Are RCTs the most cost effective choice?

Author(s)
Published on
August 15, 2011

The death of statistician Paul Meier, a proponent of Randomized Controlled Trials (RCT), is as good a point as any to pick up the debate as to whether RCTs should be so heavily promoted as a gold standard in evidence–based medicine.

RCTs are most often used to evaluate treatment safety as well as the efficacy and/or efficiency of health care services and artificial interventions such as pharmaceuticals, medical devices, or surgery as well as behavioral treatments.

The key advantage to such trials is the minimization of allocation bias in the assignment of treatments. They also facilitate blinding of the identity of treatments from investigators, participants, and assessors.

But, in an era where funding for research is becoming more and more scarce are they cost effective for government sponsored research?

NIH director Dr. Francis Collins testified before the Senate in May that due to the cut in funding to NIH in FY 2011, only 17 to 18 percent of NIH grant applications would be funded - the lowest level on record. The Federal Coordinating Council on Comparative Effectiveness Research states that 79% of clinical trials at the NIH are a RCT rather than say an observational study. Of 28,244 completed RCTs in the ClinicalTrials.gov database there are currently 7,708 studies actively recruiting. 
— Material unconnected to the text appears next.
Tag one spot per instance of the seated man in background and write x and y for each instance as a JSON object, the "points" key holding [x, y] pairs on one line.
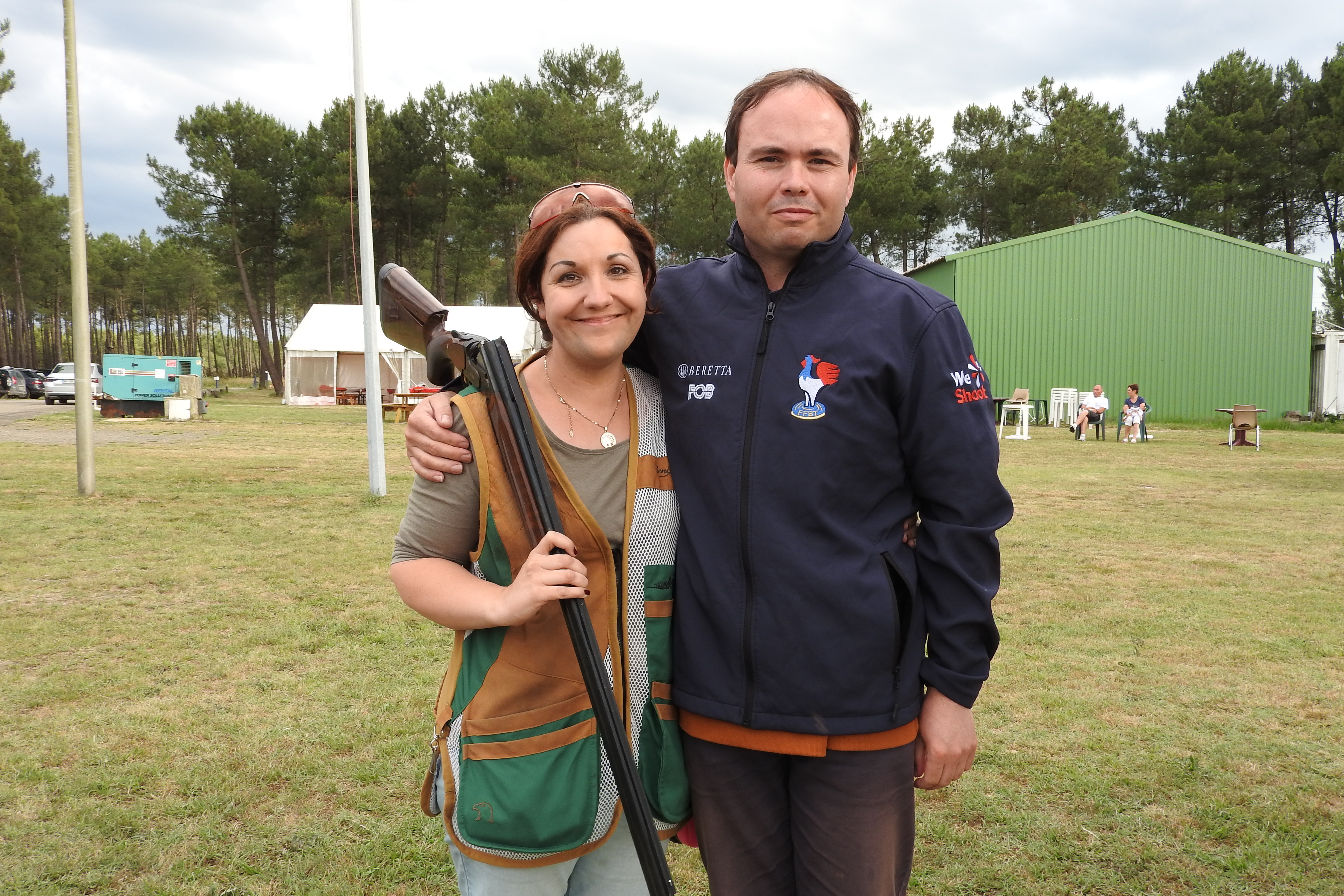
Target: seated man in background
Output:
{"points": [[1089, 412]]}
A study in 2006 estimated a mean cost of $12 million per RCT in one branch of the NIH, but concluded the benefits were high. In 2007 a different study questioned the return on investment. Observational studies, which cost considerably less, may produce results similar to RCTs according to among others a 2001 study in the NEMJ

As always in medicine, opinions are as frequent as belly buttons, but in an era of shrinking budgets hard questions need to be asked regarding not only how tax dollars are allocated, but the return on investment.